I'm starting to look into playing the decline in the Spanish bubble. Anybody got any suggestions? It doesn't appear IB lets you short any Spanish securities directly.

BC



To: orkrious who wrote (81157)4/25/2007 4:15:59 PM
From: Perspective  Read Replies (2) | Respond to of 110194
 
<rant on>Well, another day, another explosion upward. I'm so sick and tired of watching irresponsible investors get rewarded for paying exorbitant multiples of earnings and cash flow, hearing about all the BS private equity deals, and watching the emerging markets go up every fricken day. I guess I'm just stupid for thinking that reality will ever matter ever again, or that any central bank will ever give a sh*t about the asset bubbles in progress. Stupid for expecting there to ever be another bear market, and that it might have something to do with the collapse of the housing bubble that rescued the stock market bubble and cranked up the money supply in China. I keep trying to maintain some short exposure, because the rational part of me says that the hyperreality must end at some point, but I can't believe - I'm just STUNNED - at how long it manages to go on. The emerging markets are *clearly* in a bubble blowoff now. What the hell are the central bankers waiting for? Do they think it's better to just stand idly by and see how big it will become? No, actually they're not standing idly by even. They're encouraging it, feeding it, every single day, buying dollars and dollar-denominated securities, shoving huge amounts of Yuan into the local economy.

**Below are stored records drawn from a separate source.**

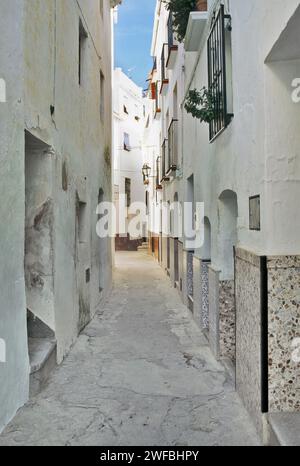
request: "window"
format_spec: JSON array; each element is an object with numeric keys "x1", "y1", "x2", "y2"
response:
[
  {"x1": 125, "y1": 178, "x2": 131, "y2": 207},
  {"x1": 100, "y1": 71, "x2": 105, "y2": 122},
  {"x1": 78, "y1": 19, "x2": 88, "y2": 86},
  {"x1": 124, "y1": 133, "x2": 130, "y2": 152},
  {"x1": 207, "y1": 5, "x2": 233, "y2": 141}
]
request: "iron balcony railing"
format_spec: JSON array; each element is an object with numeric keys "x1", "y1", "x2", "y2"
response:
[
  {"x1": 161, "y1": 44, "x2": 169, "y2": 85},
  {"x1": 167, "y1": 118, "x2": 178, "y2": 174},
  {"x1": 161, "y1": 139, "x2": 169, "y2": 183},
  {"x1": 168, "y1": 13, "x2": 174, "y2": 51},
  {"x1": 156, "y1": 156, "x2": 162, "y2": 190},
  {"x1": 207, "y1": 5, "x2": 232, "y2": 141}
]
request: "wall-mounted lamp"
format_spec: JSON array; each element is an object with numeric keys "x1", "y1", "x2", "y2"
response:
[{"x1": 142, "y1": 163, "x2": 151, "y2": 184}]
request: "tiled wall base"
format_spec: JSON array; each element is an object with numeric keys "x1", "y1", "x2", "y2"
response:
[
  {"x1": 178, "y1": 241, "x2": 183, "y2": 294},
  {"x1": 219, "y1": 280, "x2": 235, "y2": 362},
  {"x1": 208, "y1": 266, "x2": 220, "y2": 359},
  {"x1": 235, "y1": 249, "x2": 262, "y2": 433},
  {"x1": 193, "y1": 256, "x2": 209, "y2": 330},
  {"x1": 207, "y1": 265, "x2": 235, "y2": 361},
  {"x1": 187, "y1": 251, "x2": 194, "y2": 312},
  {"x1": 201, "y1": 261, "x2": 210, "y2": 330},
  {"x1": 267, "y1": 256, "x2": 300, "y2": 414}
]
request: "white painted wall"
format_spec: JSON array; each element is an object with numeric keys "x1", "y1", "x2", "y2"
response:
[
  {"x1": 0, "y1": 0, "x2": 116, "y2": 431},
  {"x1": 113, "y1": 68, "x2": 145, "y2": 235},
  {"x1": 183, "y1": 0, "x2": 300, "y2": 278}
]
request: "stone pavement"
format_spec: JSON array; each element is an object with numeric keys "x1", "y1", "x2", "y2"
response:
[{"x1": 0, "y1": 252, "x2": 260, "y2": 446}]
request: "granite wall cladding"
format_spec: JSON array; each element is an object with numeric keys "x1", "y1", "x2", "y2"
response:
[
  {"x1": 193, "y1": 256, "x2": 210, "y2": 330},
  {"x1": 187, "y1": 251, "x2": 194, "y2": 297},
  {"x1": 187, "y1": 251, "x2": 194, "y2": 312},
  {"x1": 235, "y1": 249, "x2": 262, "y2": 433},
  {"x1": 201, "y1": 261, "x2": 210, "y2": 330},
  {"x1": 208, "y1": 266, "x2": 220, "y2": 359},
  {"x1": 178, "y1": 241, "x2": 183, "y2": 293},
  {"x1": 219, "y1": 280, "x2": 235, "y2": 362},
  {"x1": 267, "y1": 256, "x2": 300, "y2": 412},
  {"x1": 193, "y1": 256, "x2": 202, "y2": 328}
]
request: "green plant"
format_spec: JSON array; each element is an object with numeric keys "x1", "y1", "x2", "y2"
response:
[
  {"x1": 104, "y1": 145, "x2": 111, "y2": 167},
  {"x1": 164, "y1": 0, "x2": 198, "y2": 42},
  {"x1": 184, "y1": 87, "x2": 215, "y2": 123}
]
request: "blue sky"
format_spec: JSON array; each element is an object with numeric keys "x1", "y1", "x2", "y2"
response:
[{"x1": 115, "y1": 0, "x2": 156, "y2": 88}]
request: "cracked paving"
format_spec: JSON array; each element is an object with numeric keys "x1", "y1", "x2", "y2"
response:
[{"x1": 0, "y1": 253, "x2": 260, "y2": 446}]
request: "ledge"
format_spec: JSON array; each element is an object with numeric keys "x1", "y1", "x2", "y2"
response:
[{"x1": 184, "y1": 11, "x2": 208, "y2": 52}]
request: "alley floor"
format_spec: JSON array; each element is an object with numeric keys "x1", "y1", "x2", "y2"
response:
[{"x1": 0, "y1": 252, "x2": 260, "y2": 446}]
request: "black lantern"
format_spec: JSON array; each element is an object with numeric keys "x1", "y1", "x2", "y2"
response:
[{"x1": 142, "y1": 163, "x2": 151, "y2": 184}]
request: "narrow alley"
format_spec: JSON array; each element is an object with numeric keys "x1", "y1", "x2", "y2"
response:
[{"x1": 0, "y1": 252, "x2": 260, "y2": 446}]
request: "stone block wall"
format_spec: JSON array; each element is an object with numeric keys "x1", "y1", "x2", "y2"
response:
[
  {"x1": 208, "y1": 266, "x2": 220, "y2": 358},
  {"x1": 235, "y1": 249, "x2": 262, "y2": 432},
  {"x1": 267, "y1": 256, "x2": 300, "y2": 412}
]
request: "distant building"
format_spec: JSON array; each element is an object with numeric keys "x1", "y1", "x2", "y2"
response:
[
  {"x1": 146, "y1": 0, "x2": 300, "y2": 440},
  {"x1": 0, "y1": 0, "x2": 120, "y2": 431},
  {"x1": 113, "y1": 68, "x2": 146, "y2": 250}
]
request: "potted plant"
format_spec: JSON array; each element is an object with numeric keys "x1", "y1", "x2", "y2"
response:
[
  {"x1": 164, "y1": 0, "x2": 207, "y2": 42},
  {"x1": 184, "y1": 87, "x2": 215, "y2": 123}
]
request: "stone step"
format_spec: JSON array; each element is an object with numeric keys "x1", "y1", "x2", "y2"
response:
[
  {"x1": 268, "y1": 412, "x2": 300, "y2": 447},
  {"x1": 28, "y1": 338, "x2": 56, "y2": 396}
]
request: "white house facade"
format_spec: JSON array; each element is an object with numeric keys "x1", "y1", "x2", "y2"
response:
[{"x1": 150, "y1": 0, "x2": 300, "y2": 440}]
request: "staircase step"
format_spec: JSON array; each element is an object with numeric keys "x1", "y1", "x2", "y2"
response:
[{"x1": 28, "y1": 338, "x2": 56, "y2": 396}]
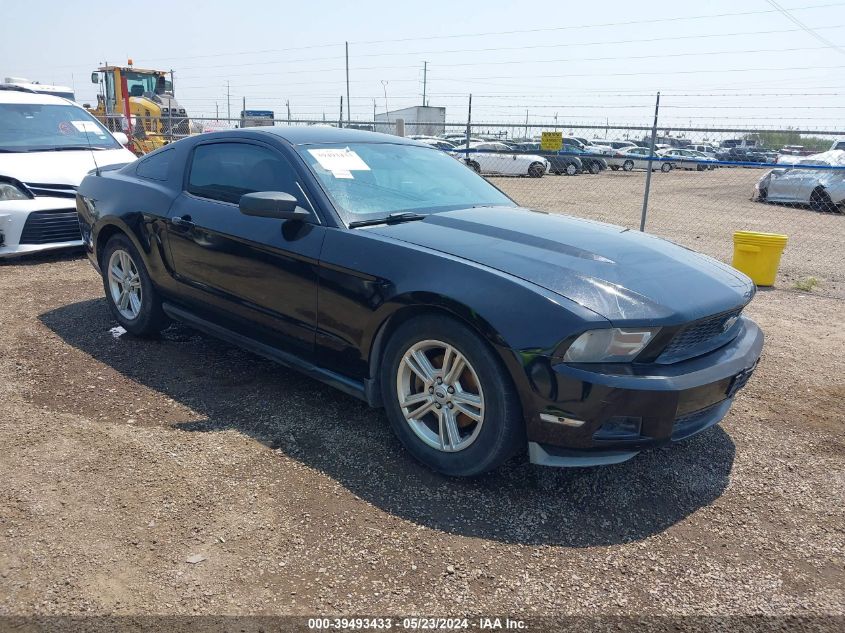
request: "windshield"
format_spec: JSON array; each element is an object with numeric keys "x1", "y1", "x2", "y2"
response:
[
  {"x1": 297, "y1": 143, "x2": 516, "y2": 222},
  {"x1": 123, "y1": 70, "x2": 158, "y2": 96},
  {"x1": 0, "y1": 103, "x2": 120, "y2": 152}
]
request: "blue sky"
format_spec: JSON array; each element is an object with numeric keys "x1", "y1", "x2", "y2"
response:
[{"x1": 0, "y1": 0, "x2": 845, "y2": 129}]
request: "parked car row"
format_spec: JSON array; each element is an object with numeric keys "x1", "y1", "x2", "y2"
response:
[{"x1": 754, "y1": 149, "x2": 845, "y2": 213}]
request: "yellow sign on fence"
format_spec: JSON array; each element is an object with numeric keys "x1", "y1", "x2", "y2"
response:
[{"x1": 540, "y1": 132, "x2": 563, "y2": 152}]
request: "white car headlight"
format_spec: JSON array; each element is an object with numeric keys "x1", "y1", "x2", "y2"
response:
[
  {"x1": 0, "y1": 181, "x2": 29, "y2": 200},
  {"x1": 563, "y1": 328, "x2": 660, "y2": 363}
]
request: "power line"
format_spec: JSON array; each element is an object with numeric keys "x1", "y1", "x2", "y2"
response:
[
  {"x1": 766, "y1": 0, "x2": 845, "y2": 55},
  {"x1": 166, "y1": 46, "x2": 827, "y2": 85},
  {"x1": 166, "y1": 24, "x2": 845, "y2": 79},
  {"x1": 115, "y1": 2, "x2": 845, "y2": 62}
]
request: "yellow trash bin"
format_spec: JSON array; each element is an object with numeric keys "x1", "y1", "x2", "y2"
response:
[{"x1": 733, "y1": 231, "x2": 787, "y2": 286}]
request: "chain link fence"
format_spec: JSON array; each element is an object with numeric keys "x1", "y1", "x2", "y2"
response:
[{"x1": 95, "y1": 117, "x2": 845, "y2": 297}]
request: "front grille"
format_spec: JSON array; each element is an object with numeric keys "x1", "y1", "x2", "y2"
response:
[
  {"x1": 24, "y1": 182, "x2": 76, "y2": 198},
  {"x1": 20, "y1": 209, "x2": 82, "y2": 244},
  {"x1": 658, "y1": 308, "x2": 742, "y2": 363}
]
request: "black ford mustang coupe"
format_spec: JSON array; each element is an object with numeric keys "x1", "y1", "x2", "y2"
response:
[{"x1": 77, "y1": 127, "x2": 763, "y2": 475}]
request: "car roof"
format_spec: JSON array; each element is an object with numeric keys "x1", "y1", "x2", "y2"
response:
[
  {"x1": 0, "y1": 88, "x2": 79, "y2": 108},
  {"x1": 219, "y1": 125, "x2": 422, "y2": 147}
]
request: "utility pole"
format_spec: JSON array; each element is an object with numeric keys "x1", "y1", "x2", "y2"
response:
[
  {"x1": 381, "y1": 79, "x2": 390, "y2": 123},
  {"x1": 464, "y1": 93, "x2": 472, "y2": 161},
  {"x1": 423, "y1": 62, "x2": 428, "y2": 107},
  {"x1": 341, "y1": 42, "x2": 352, "y2": 123},
  {"x1": 640, "y1": 92, "x2": 660, "y2": 232}
]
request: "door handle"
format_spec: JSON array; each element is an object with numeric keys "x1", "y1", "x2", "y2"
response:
[{"x1": 170, "y1": 215, "x2": 196, "y2": 229}]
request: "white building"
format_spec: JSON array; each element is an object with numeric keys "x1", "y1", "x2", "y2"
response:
[{"x1": 376, "y1": 106, "x2": 446, "y2": 136}]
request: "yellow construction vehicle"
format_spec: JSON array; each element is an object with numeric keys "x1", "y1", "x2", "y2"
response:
[{"x1": 89, "y1": 59, "x2": 190, "y2": 156}]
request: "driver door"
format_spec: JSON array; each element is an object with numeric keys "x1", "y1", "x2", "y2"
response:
[{"x1": 167, "y1": 140, "x2": 325, "y2": 356}]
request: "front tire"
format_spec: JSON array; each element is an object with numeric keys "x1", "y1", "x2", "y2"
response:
[
  {"x1": 810, "y1": 187, "x2": 837, "y2": 213},
  {"x1": 528, "y1": 163, "x2": 546, "y2": 178},
  {"x1": 380, "y1": 315, "x2": 525, "y2": 477},
  {"x1": 100, "y1": 234, "x2": 168, "y2": 336}
]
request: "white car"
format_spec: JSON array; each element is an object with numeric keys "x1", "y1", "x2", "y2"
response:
[
  {"x1": 657, "y1": 147, "x2": 718, "y2": 171},
  {"x1": 607, "y1": 146, "x2": 672, "y2": 172},
  {"x1": 755, "y1": 150, "x2": 845, "y2": 213},
  {"x1": 592, "y1": 138, "x2": 637, "y2": 151},
  {"x1": 0, "y1": 88, "x2": 135, "y2": 258},
  {"x1": 684, "y1": 143, "x2": 716, "y2": 158},
  {"x1": 455, "y1": 141, "x2": 549, "y2": 178}
]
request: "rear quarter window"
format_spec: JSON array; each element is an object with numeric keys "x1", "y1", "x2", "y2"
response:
[{"x1": 135, "y1": 149, "x2": 174, "y2": 180}]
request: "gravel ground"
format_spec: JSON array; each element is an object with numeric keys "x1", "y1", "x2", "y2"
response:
[
  {"x1": 0, "y1": 247, "x2": 845, "y2": 628},
  {"x1": 491, "y1": 168, "x2": 845, "y2": 298}
]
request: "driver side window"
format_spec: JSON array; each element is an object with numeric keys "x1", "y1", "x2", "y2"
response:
[{"x1": 187, "y1": 142, "x2": 310, "y2": 208}]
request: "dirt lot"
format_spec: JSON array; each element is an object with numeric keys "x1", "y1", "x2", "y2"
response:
[
  {"x1": 492, "y1": 168, "x2": 845, "y2": 298},
  {"x1": 0, "y1": 169, "x2": 845, "y2": 629}
]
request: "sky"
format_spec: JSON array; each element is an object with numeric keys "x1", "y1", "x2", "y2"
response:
[{"x1": 0, "y1": 0, "x2": 845, "y2": 130}]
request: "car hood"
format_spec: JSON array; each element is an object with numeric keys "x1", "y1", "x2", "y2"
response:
[
  {"x1": 366, "y1": 207, "x2": 754, "y2": 325},
  {"x1": 0, "y1": 148, "x2": 135, "y2": 187}
]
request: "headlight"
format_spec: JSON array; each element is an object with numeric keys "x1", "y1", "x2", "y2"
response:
[
  {"x1": 0, "y1": 182, "x2": 29, "y2": 200},
  {"x1": 563, "y1": 328, "x2": 660, "y2": 363}
]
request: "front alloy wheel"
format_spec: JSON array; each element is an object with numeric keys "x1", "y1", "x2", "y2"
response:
[
  {"x1": 396, "y1": 340, "x2": 484, "y2": 453},
  {"x1": 108, "y1": 249, "x2": 144, "y2": 320},
  {"x1": 379, "y1": 314, "x2": 525, "y2": 477}
]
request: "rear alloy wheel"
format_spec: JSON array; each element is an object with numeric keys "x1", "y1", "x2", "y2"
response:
[
  {"x1": 381, "y1": 315, "x2": 525, "y2": 476},
  {"x1": 810, "y1": 187, "x2": 837, "y2": 213},
  {"x1": 100, "y1": 234, "x2": 168, "y2": 336},
  {"x1": 528, "y1": 163, "x2": 546, "y2": 178}
]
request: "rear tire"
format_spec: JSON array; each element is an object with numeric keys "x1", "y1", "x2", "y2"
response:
[
  {"x1": 100, "y1": 234, "x2": 169, "y2": 336},
  {"x1": 380, "y1": 314, "x2": 525, "y2": 477}
]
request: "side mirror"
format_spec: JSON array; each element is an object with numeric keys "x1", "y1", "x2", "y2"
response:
[{"x1": 238, "y1": 191, "x2": 311, "y2": 220}]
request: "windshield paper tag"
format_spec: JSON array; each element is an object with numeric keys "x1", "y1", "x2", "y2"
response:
[
  {"x1": 71, "y1": 121, "x2": 103, "y2": 135},
  {"x1": 308, "y1": 147, "x2": 370, "y2": 178}
]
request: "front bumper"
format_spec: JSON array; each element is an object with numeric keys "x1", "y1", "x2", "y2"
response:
[
  {"x1": 0, "y1": 196, "x2": 82, "y2": 259},
  {"x1": 523, "y1": 317, "x2": 763, "y2": 466}
]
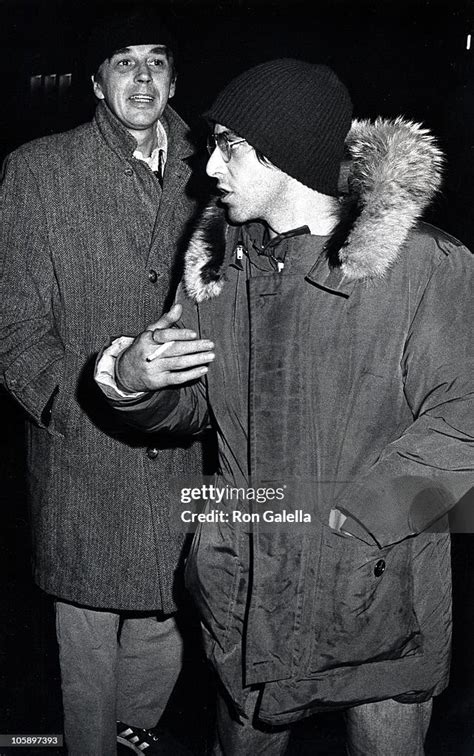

When is this crap all going to end? I just want an environment where I can earn a decent (high-single digit?) return after inflation without having to drink the kool-aid and depend upon the mass stupidity in progress.

Jesus - how quickly we forgot the Nasdaq bubble...

Is it EVER going to end?!? I thought I would pull my hair out before the 2000 bubble finally popped, but this is even worse.